Previous reports have demonstrated that EI derived from echocardiography is higher in infants with persistent pulmonary hypertension and in infants with BPD-PH compared to controls [30, 31]. Additionally, CMR-EI has been shown to correlate with PH therapy in neonates with BPD-PH [20]. CMR-EI was modestly correlated with septal curvature in this cohort. Eccentricity index provides a quantitative assessment of interventricular septal flattening at the end of LV systole, while septal curvature provides a continuous assessment throughout the cardiac cycle. Patients with PH may have prolonged RV contraction resulting in maximal septal flattening (minimum septal curvature) after the end of LV systole [32]. Pandya et al. demonstrated that minimal septal curvature in pediatric PH patients occurred after aortic valve closure, during early LV diastole [17]. Indeed, in the current study the majority of patients receiving PH therapy had minimum septal curvature between 58 and 74% of the cardiac cycle. By capturing maximal septal flattening, minimum septal curvature may provide a more sensitive marker of PH.

While cardiac catheterization remains the gold standard for the diagnosis of PH, CMR offers an alternative non-invasive assessment of PH. Recent studies have correlated CMR metrics, including CMR derived septal curvature with invasive hemodynamic data in older pediatric and adult patients [17, 33]. This study suggests CMR derived septal curvature provides a non-invasive marker of PH in BPD infants which can be readily obtained from routine CMR protocols without the need for sedation associated with cardiac catheterization.

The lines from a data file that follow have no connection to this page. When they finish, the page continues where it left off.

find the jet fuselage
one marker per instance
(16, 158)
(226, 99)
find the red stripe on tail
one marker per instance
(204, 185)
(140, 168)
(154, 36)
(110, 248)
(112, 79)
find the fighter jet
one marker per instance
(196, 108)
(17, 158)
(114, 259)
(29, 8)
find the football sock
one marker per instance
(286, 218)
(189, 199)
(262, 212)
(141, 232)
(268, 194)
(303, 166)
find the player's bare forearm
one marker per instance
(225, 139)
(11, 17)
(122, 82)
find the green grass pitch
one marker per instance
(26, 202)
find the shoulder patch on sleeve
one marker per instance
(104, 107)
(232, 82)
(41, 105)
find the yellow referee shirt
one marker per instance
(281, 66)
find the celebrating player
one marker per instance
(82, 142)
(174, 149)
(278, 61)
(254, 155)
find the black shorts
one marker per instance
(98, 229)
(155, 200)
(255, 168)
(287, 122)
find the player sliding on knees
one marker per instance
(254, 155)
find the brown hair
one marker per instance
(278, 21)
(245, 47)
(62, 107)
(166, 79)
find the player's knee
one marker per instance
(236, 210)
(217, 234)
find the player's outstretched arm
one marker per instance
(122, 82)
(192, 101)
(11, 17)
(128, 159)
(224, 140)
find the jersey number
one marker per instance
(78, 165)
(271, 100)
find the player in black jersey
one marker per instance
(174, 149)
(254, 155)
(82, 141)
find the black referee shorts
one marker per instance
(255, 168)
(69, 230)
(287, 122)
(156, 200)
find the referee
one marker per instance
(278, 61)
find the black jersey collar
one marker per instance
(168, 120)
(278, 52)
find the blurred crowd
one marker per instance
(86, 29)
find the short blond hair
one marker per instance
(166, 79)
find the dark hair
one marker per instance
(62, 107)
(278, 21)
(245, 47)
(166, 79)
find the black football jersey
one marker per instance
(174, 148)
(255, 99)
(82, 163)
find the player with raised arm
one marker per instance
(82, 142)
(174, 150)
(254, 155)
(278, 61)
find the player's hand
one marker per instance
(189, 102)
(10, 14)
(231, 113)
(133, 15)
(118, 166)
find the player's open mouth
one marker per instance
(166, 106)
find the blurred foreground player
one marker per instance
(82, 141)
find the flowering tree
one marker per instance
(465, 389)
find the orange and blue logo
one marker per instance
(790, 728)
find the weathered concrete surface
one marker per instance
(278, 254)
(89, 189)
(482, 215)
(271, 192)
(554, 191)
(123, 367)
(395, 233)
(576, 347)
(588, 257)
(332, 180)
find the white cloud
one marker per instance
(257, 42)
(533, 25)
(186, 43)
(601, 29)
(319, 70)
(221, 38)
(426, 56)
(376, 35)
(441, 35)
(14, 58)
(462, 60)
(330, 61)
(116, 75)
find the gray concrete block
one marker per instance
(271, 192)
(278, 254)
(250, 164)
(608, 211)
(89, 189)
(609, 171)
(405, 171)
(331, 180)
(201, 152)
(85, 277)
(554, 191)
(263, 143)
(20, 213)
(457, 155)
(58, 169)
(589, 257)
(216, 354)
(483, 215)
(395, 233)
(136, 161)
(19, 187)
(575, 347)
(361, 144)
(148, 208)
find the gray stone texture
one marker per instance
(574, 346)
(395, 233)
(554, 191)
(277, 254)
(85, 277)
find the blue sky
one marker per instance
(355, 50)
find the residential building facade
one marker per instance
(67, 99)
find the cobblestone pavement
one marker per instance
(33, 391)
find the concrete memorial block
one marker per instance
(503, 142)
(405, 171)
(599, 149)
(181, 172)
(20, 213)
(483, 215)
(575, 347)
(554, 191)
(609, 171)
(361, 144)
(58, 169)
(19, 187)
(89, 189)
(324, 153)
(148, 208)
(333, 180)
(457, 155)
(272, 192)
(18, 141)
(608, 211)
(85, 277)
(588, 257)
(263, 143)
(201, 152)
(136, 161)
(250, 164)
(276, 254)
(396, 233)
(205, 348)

This study has several limitations including the single center study design and retrospective analysis, increased percentage of moderate to severe BPD infants, and the lack of normative CMR data in term and preterm infants without BPD. Additional studies are needed to define normative septal curvature in neonates and to confirm the associations in larger cohorts.

Conclusions

In this study of neonates with BPD and BPD-PH, CMR derived septal curvature was associated with respiratory support at discharge and PH therapy with improved discrimination compared to other CMR indices including CMR-EI. These data support septal curvature as a non-invasive marker of PH in this population with potential to guide treatment strategies.